Mr Alex Batesmith wins major article prize!

His article with Professor Kieran McEvoy (Queen's University Belfast), “‘Closeted’ cause lawyering in authoritarian Cambodia”, has won the SLSA Article of the Year Prize.

The prize is for an outstanding piece of socio-legal scholarship, and was announced by the Socio-Legal Studies Association at the Annual Conference in Brighton on 31 March. 

The paper, in Law & Society Review, is the result of 11 years of writing and revising, grounded in a longitudinal study (2014–2021) of 37 Cambodian lawyers and human rights defenders working in politically sensitive areas. 

The open access article explores what Mr Alex Batesmith and Professor Kieran McEvoy term “closeted cause lawyering”: how lawyers in repressive environments pursue legal and social change while concealing their intentions in order to protect their clients, themselves, and the fragile spaces in which they work. 

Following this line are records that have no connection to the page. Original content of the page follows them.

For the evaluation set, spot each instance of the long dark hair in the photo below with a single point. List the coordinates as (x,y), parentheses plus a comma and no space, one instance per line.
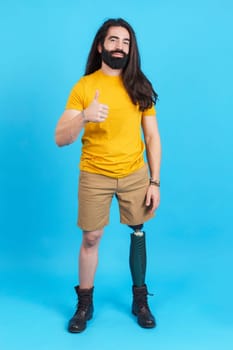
(136,83)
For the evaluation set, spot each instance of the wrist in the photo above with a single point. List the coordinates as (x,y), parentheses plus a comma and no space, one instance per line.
(154,182)
(84,117)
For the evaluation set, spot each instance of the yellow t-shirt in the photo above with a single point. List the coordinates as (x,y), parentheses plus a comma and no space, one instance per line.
(114,147)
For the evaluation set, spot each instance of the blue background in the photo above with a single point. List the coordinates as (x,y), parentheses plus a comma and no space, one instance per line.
(187,52)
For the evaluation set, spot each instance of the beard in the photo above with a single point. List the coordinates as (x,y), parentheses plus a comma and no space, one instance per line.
(114,62)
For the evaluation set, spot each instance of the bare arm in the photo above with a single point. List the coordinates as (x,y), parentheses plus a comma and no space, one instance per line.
(153,153)
(72,121)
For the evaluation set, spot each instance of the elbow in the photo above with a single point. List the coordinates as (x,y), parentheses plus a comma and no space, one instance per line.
(58,140)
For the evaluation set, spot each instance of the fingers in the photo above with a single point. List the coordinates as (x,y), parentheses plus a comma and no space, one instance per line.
(97,93)
(152,201)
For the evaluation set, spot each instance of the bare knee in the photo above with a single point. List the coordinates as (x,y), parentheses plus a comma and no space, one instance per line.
(91,238)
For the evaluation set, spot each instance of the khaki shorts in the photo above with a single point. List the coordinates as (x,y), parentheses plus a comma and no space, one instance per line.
(95,196)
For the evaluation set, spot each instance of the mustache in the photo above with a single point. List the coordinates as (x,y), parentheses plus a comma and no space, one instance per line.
(118,51)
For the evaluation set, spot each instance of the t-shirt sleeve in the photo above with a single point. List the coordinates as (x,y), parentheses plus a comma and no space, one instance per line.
(149,112)
(76,97)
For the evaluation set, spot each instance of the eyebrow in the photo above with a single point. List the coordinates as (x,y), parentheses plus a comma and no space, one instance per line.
(117,37)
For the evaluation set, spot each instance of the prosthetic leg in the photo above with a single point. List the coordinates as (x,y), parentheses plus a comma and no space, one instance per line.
(137,262)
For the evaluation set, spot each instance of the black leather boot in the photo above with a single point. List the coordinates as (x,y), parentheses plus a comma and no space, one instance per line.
(84,310)
(141,309)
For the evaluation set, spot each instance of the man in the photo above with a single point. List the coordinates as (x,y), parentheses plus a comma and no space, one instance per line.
(113,102)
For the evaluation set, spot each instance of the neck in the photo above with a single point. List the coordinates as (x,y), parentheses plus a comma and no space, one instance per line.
(109,71)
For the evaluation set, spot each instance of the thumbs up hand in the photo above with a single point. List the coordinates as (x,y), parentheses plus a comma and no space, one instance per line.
(96,112)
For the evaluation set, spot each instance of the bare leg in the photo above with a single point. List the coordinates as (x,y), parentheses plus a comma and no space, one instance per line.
(88,258)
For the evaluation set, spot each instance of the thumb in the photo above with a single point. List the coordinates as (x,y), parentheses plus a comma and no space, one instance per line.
(148,200)
(97,93)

They identify how the lawyers quietly advance rights‑focused goals through dignity‑restoration work with clients, professionalism in court, and the cultivation of a moral community among like‑minded colleagues. 

The article also reflects on how lessons from Cambodia resonate elsewhere. As more democracies experience authoritarian tendencies, including sustained attacks on institutions, legal accountability, and those who represent politically disfavoured clients, the paper argues that defending the rule of law may increasingly require lawyers – across the legal profession – to recognise their shared responsibility to resist such pressures, both publicly and, where necessary, more quietly. 

Mr Batesmith and Professor McEvoy say: 

We’re very grateful to the SLSA for this award and thrilled that our article has been recognised by peers. Our interviews with Cambodian lawyers highlighted the creative practices that professionals develop when working within an authoritarian state. As we argue in our article, there are parallels with lawyers working on unpopular causes who are increasingly demonised in more traditionally democratic states, with implications for the rule of law more generally.

The School of Law congratulates Mr Batesmith on this incredible achievement.  

Professor Louise Ellison, Head of the School of Law, says:  

I am delighted that Alex and Kieran have received this recognition of their timely and important research and outstanding scholarship.